# SHAP Analysis for Fraud Detection Models

In [None]:
import shap
import joblib
import pandas as pd
import matplotlib.pyplot as plt
from src.utils.explainability import ModelExplainer

# Load data and models
X_train, X_test, y_train, y_test = joblib.load('data/processed/processed_data.joblib')
feature_names = joblib.load('data/processed/feature_names.joblib')

# Initialize explainer
explainer = ModelExplainer()

## SHAP Analysis for Random Forest

In [None]:
rf_model = joblib.load('models/random_forest_model.joblib')
rf_shap = explainer.shap_analysis(rf_model, X_train, X_test, 'random_forest')

### Summary Plot

In [None]:
plt.figure()
shap.summary_plot(rf_shap, X_test, feature_names=feature_names, show=False)
plt.title('Random Forest SHAP Summary Plot')
plt.tight_layout()
plt.show()

### Dependence Plots

In [None]:
# Plot dependence plots for top features
top_features = pd.DataFrame({
    'feature': feature_names,
    'mean_abs_shap': np.mean(np.abs(rf_shap.values), axis=0)
}).sort_values('mean_abs_shap', ascending=False).head(5)['feature'].tolist()
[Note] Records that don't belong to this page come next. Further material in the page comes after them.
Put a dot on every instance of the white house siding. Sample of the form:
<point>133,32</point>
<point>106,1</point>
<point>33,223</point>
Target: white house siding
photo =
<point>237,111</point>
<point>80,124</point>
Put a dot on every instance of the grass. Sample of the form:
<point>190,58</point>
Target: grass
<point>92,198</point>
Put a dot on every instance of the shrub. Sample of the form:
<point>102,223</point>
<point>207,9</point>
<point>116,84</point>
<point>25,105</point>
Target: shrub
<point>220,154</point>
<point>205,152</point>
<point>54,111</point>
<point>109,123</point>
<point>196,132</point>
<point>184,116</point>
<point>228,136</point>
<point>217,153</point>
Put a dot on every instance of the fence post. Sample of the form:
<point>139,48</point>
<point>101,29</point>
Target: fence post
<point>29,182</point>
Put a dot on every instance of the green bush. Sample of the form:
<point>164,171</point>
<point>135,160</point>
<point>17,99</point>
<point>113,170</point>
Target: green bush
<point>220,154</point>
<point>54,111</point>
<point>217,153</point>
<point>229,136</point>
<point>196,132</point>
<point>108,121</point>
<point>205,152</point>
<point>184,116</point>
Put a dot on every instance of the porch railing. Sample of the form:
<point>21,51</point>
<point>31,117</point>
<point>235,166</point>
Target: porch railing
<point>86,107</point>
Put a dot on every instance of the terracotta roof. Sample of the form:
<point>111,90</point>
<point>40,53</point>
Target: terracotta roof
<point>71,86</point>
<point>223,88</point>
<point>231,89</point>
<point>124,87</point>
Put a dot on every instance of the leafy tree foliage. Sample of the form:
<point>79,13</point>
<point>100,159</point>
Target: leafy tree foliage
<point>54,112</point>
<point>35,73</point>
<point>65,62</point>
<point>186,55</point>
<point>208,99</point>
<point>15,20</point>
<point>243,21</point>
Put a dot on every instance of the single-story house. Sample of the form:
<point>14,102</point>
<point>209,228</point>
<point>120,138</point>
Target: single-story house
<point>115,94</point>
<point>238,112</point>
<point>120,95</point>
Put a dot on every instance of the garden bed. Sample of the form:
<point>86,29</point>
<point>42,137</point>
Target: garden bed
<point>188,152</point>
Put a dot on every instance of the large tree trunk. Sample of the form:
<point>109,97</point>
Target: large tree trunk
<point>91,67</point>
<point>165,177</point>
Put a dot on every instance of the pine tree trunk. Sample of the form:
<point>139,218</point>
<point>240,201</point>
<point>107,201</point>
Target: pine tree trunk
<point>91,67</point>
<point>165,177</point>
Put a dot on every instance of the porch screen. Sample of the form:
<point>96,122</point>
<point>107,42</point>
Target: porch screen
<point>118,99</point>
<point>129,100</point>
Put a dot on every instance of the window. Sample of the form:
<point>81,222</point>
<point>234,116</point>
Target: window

for feature in top_features:
    shap.dependence_plot(
        feature,
        rf_shap.values,
        X_test,
        feature_names=feature_names,
        interaction_index=None,
        show=False
    )
    plt.title(f'SHAP Dependence Plot for {feature}')
    plt.tight_layout()
    plt.show()

## SHAP Analysis for XGBoost

In [None]:
xgb_model = joblib.load('models/xgboost_model.joblib')
xgb_shap = explainer.shap_analysis(xgb_model, X_train, X_test, 'xgboost')

### Summary Plot

In [None]:
plt.figure()
shap.summary_plot(xgb_shap, X_test, feature_names=feature_names, show=False)
plt.title('XGBoost SHAP Summary Plot')
plt.tight_layout()
plt.show()

### Force Plot for a Specific Instance

In [None]:
# Find a fraud case
fraud_idx = y_test[y_test == 1].index[0]
fraud_instance = X_test.loc[fraud_idx]

# Generate force plot
shap.force_plot(
    xgb_shap.base_values[0],
    xgb_shap.values[y_test == 1][0],
    fraud_instance,
    feature_names=feature_names,
    matplotlib=True,
    show=False
)
plt.title(f'SHAP Force Plot for Fraud Instance {fraud_idx}')
plt.tight_layout()
plt.show()